Higher is generally better, but always compare with industry norms.
2. Liquidity ratios
These measure the ability to meet short-term obligations.
- Current Ratio = Current Assets / Current Liabilities. A ratio around 1.5–2 is often considered healthy.
- Quick Ratio (Acid Test) = (Current Assets − Inventory) / Current Liabilities. A stricter test that excludes inventory.
3. Leverage (solvency) ratios
These measure how much debt a company carries.
- Debt-to-Equity = Total Debt / Shareholders' Equity. Higher means more financial risk.
- Interest Coverage = EBIT / Interest Expense. How comfortably profits cover interest. Below ~1.5 is a warning sign.
4. Efficiency (activity) ratios
These show how well a company uses its assets.
- Asset Turnover = Revenue / Total Assets. Revenue generated per rupee of assets.
- Inventory Turnover = COGS / Average Inventory. How fast inventory is sold. A falling ratio can signal weak demand.
5. Valuation ratios (market multiples)
These link price to fundamentals — central to the valuation chapter.
- P/E (Price-to-Earnings) = Price per Share / EPS. Price paid per rupee of earnings.
- P/B (Price-to-Book) = Price per Share / Book Value per Share.
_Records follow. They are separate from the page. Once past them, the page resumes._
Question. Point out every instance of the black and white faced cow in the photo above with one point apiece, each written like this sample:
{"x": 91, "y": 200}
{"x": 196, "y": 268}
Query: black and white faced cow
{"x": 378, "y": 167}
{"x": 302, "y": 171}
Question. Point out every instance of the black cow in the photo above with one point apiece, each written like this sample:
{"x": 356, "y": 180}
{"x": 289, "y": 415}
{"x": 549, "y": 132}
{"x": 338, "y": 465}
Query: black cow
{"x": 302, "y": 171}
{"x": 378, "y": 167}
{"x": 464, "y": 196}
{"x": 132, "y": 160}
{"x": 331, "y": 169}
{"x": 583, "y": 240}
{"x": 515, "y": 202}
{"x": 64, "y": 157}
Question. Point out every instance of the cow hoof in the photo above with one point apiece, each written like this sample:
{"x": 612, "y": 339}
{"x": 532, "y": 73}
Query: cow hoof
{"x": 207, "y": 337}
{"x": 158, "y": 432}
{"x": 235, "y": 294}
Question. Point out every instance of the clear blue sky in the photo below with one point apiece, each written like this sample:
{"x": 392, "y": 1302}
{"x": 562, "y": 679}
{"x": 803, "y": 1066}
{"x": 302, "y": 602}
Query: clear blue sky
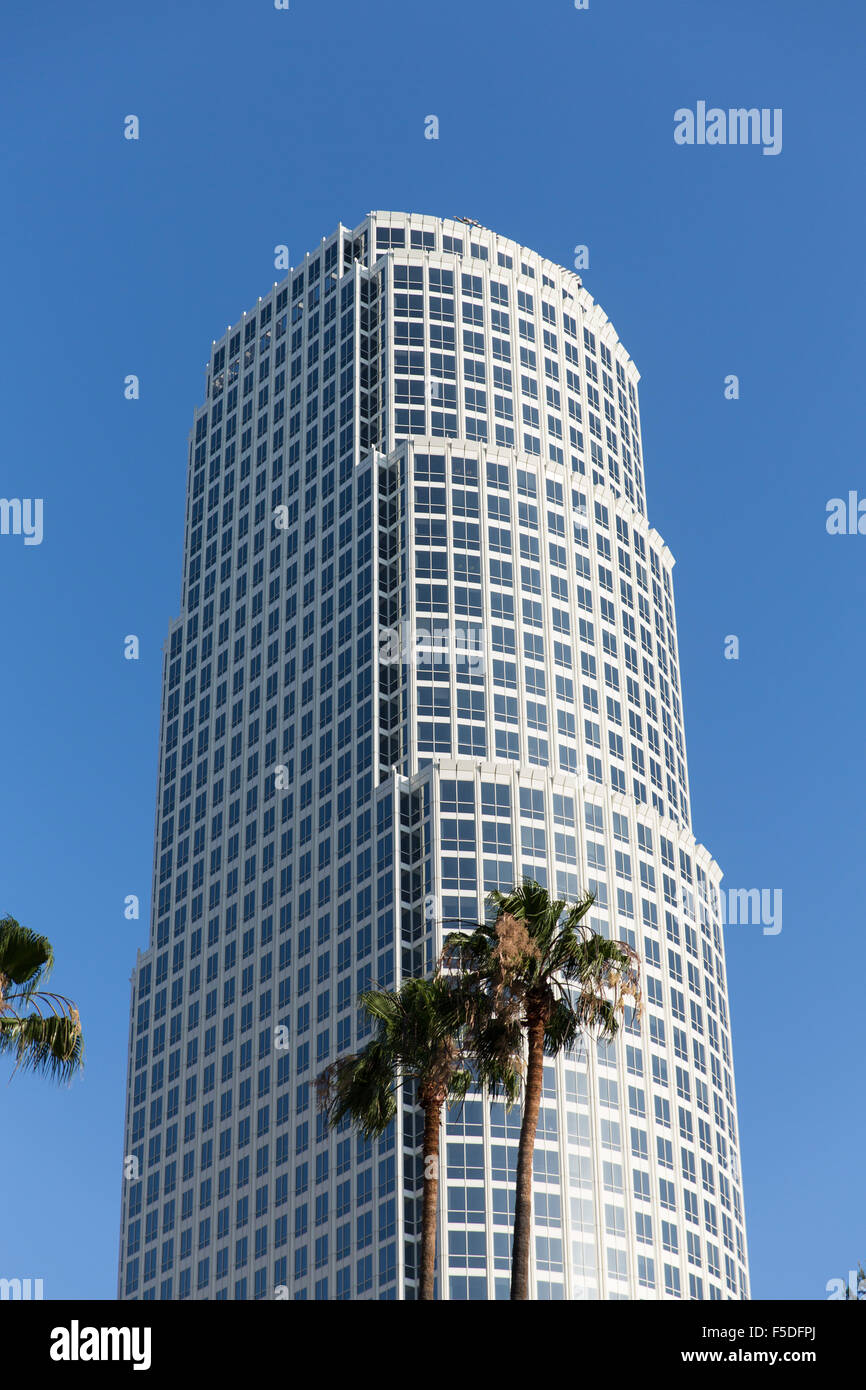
{"x": 556, "y": 128}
Price relative to net assets.
- EV/EBITDA = Enterprise Value / EBITDA. A capital-structure-neutral valuation multiple.
Worked example: If EPS is ₹15 and the P/E is 20, the market price = P/E × EPS = ₹300. Reverse the formula to find any missing piece.
How to interpret ratios (the analyst's mindset)
A ratio in isolation means little. Always:
- Compare with peers — is ROE high for this industry?
- Compare over time — is the trend improving or deteriorating?
- Cross-check — high ROE driven by high debt is riskier than ROE driven by margins.
This comparative thinking is exactly what the NISM Research Analyst exam tests in its case-study questions.
Tips for the exam
- Memorise the formulas — many questions simply test the formula or a one-step calculation.
- Know what "good" looks like — e.g. higher ROE/ROCE, comfortable interest coverage.
- Practise numerical questions until calculations are quick and automatic.
Drill ratio and valuation questions on ScoreSetu — each one comes with a worked explanation. For the bigger picture, see our guide to DCF valuation for NISM XV.
Master these financial ratios and you will handle both the calculation and the interpretation questions that make up a big share of the NISM Series XV marks.